BTW, make sure your freehub body will work with the SRAM cassette, some ("10-speed only" ones) will not.


----------



## iluvcx (Apr 24, 2007)

This is exactly the combo I wanted to try...unfortunately, I just tried to install the SRAM cassette on my Ritchey WCS protocol wheels and it's a no go ;-( The splines on the freehub body are to tall for the matting splines on the SRAM cassette? WTF? Anybody have that problem?


----------



## roadboy (Apr 1, 2003)

i think the open glide leads to slightly quicker shifts, no proof just feeling. I like to brand match my chain and cassette either Sram or shimano, but at our shop we have been mixing Sram and Shimano chains with Sram and shimano cassettes (all 10sp) and the results have been really good. The one thing I never liked was 9sp Sram chains and 9 sp shimano road cassettes, never seemed to work as well as using a 9sp shimano chain, but thats my personal opinion. Anyway I have a 1070 cassette with my force drivetrain and the whole thing shifts very quick with hardly any noise, Im happy.


----------



## MarvinK (Feb 12, 2002)

Yep--SRAM doesn't make a Shimano 10-speed freehub compatible cassette. The spacing is right, so it shifts great if you have a steel or old freehub, but newer wheels with allow freehubs will NOT work with SRAM cassettes. What's worse is even when the SRAM 'Red' specs leaked, those ti cassettes didn't even get the update.

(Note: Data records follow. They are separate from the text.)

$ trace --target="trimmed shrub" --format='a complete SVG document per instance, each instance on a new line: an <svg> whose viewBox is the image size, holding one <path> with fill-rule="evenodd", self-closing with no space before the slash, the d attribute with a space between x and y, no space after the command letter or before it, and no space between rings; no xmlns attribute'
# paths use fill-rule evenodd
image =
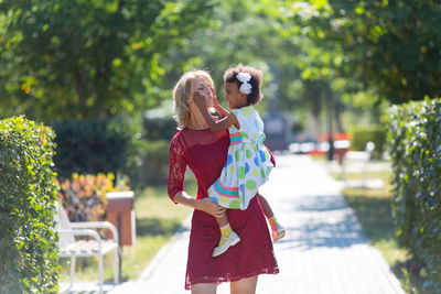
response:
<svg viewBox="0 0 441 294"><path fill-rule="evenodd" d="M144 119L147 140L172 140L178 132L176 121L172 117Z"/></svg>
<svg viewBox="0 0 441 294"><path fill-rule="evenodd" d="M441 293L441 100L394 106L388 119L396 232L427 293Z"/></svg>
<svg viewBox="0 0 441 294"><path fill-rule="evenodd" d="M56 133L54 161L60 178L74 173L137 176L147 144L141 139L142 123L112 118L71 119L51 124Z"/></svg>
<svg viewBox="0 0 441 294"><path fill-rule="evenodd" d="M170 141L149 141L143 164L143 177L147 185L166 184L169 177Z"/></svg>
<svg viewBox="0 0 441 294"><path fill-rule="evenodd" d="M114 187L114 174L78 175L63 179L57 196L71 221L100 221L106 219L106 193ZM127 186L118 190L129 189Z"/></svg>
<svg viewBox="0 0 441 294"><path fill-rule="evenodd" d="M0 293L58 290L53 138L23 117L0 121Z"/></svg>
<svg viewBox="0 0 441 294"><path fill-rule="evenodd" d="M351 149L364 151L366 143L370 141L375 144L373 157L379 160L385 151L386 134L387 129L381 126L353 127L349 130Z"/></svg>

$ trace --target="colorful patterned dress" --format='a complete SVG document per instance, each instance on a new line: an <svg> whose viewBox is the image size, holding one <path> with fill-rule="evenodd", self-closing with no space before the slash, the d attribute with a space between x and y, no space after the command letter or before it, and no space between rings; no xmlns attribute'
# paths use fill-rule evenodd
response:
<svg viewBox="0 0 441 294"><path fill-rule="evenodd" d="M252 106L232 110L240 130L232 126L227 162L220 177L208 188L208 196L218 205L247 209L258 188L268 181L273 167L263 145L263 122Z"/></svg>

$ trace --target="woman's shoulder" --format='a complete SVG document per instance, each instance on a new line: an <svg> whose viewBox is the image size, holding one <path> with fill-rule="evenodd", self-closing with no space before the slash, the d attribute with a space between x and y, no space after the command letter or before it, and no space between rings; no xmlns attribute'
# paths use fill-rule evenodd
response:
<svg viewBox="0 0 441 294"><path fill-rule="evenodd" d="M172 140L170 140L170 145L176 145L181 143L182 140L182 131L183 130L179 130L172 138Z"/></svg>
<svg viewBox="0 0 441 294"><path fill-rule="evenodd" d="M241 107L239 109L232 110L236 116L243 116L245 118L251 118L257 115L256 109L250 105L246 107Z"/></svg>

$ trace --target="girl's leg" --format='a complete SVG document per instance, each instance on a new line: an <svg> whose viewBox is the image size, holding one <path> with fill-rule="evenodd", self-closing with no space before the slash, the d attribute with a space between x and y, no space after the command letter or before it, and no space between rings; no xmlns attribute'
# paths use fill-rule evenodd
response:
<svg viewBox="0 0 441 294"><path fill-rule="evenodd" d="M217 247L213 250L213 257L220 255L227 251L229 247L235 246L240 241L239 236L237 236L229 226L228 217L226 215L216 218L216 221L220 229L220 240Z"/></svg>
<svg viewBox="0 0 441 294"><path fill-rule="evenodd" d="M198 283L192 285L192 294L216 294L216 290L215 283Z"/></svg>
<svg viewBox="0 0 441 294"><path fill-rule="evenodd" d="M257 194L257 196L259 197L260 206L263 210L263 214L268 218L269 225L271 226L272 240L277 241L279 239L282 239L286 235L283 227L277 221L275 213L272 213L272 209L269 206L267 199L260 194Z"/></svg>
<svg viewBox="0 0 441 294"><path fill-rule="evenodd" d="M230 294L255 294L257 275L230 283Z"/></svg>

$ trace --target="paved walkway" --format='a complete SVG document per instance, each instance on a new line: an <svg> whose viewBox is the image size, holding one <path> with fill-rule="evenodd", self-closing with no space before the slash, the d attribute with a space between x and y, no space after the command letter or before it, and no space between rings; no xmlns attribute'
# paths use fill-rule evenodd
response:
<svg viewBox="0 0 441 294"><path fill-rule="evenodd" d="M278 275L260 275L257 293L405 293L380 253L361 232L341 184L308 156L282 155L261 188L287 237L275 243ZM184 291L189 224L144 270L141 279L110 294L190 293ZM218 287L229 293L228 284Z"/></svg>

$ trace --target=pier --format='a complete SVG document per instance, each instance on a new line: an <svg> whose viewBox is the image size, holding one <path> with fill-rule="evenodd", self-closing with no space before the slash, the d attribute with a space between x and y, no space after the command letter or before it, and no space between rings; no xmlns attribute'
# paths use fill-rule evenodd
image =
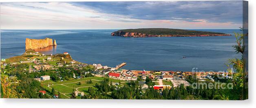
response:
<svg viewBox="0 0 256 108"><path fill-rule="evenodd" d="M126 64L126 63L122 63L120 64L117 66L115 67L115 69L117 70L117 69L119 69L121 67L124 66Z"/></svg>

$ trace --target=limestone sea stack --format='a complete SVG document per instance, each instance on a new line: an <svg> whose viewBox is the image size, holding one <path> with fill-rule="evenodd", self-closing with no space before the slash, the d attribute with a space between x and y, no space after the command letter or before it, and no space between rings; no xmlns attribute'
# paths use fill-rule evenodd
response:
<svg viewBox="0 0 256 108"><path fill-rule="evenodd" d="M57 45L56 40L53 42L53 39L45 38L45 39L26 39L26 50L42 48L49 46Z"/></svg>
<svg viewBox="0 0 256 108"><path fill-rule="evenodd" d="M56 43L56 40L53 40L53 46L57 45L57 43Z"/></svg>
<svg viewBox="0 0 256 108"><path fill-rule="evenodd" d="M146 28L119 30L111 35L128 37L195 37L229 36L222 33L166 28Z"/></svg>

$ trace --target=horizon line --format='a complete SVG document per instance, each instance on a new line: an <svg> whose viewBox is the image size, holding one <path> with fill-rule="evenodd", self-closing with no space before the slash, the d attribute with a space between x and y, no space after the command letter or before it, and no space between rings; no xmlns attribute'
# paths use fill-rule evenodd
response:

I'm running SRAM Force--and wanted to run an 11-26, but ended up just going with an 11-23 Shimano, so it would work with my wheels.

Totally lame move on SRAMs part--they need updated cassettes.


----------



## GaryJaz (Sep 21, 2005)

Hmmm. I just ordered a SRAM 10-speed 11-26 and I have a shimano 10 speed drive train. But I use Mavic and Zipp wheels not DA, so will the SRAM cassette work or not?





MarvinK said:


> Yep--SRAM doesn't make a Shimano 10-speed freehub compatible cassette. The spacing is right, so it shifts great if you have a steel or old freehub, but newer wheels with allow freehubs will NOT work with SRAM cassettes. What's worse is even when the SRAM 'Red' specs leaked, those ti cassettes didn't even get the update.
> 
> I'm running SRAM Force--and wanted to run an 11-26, but ended up just going with an 11-23 Shimano, so it would work with my wheels.
> 
> Totally lame move on SRAMs part--they need updated cassettes.


----------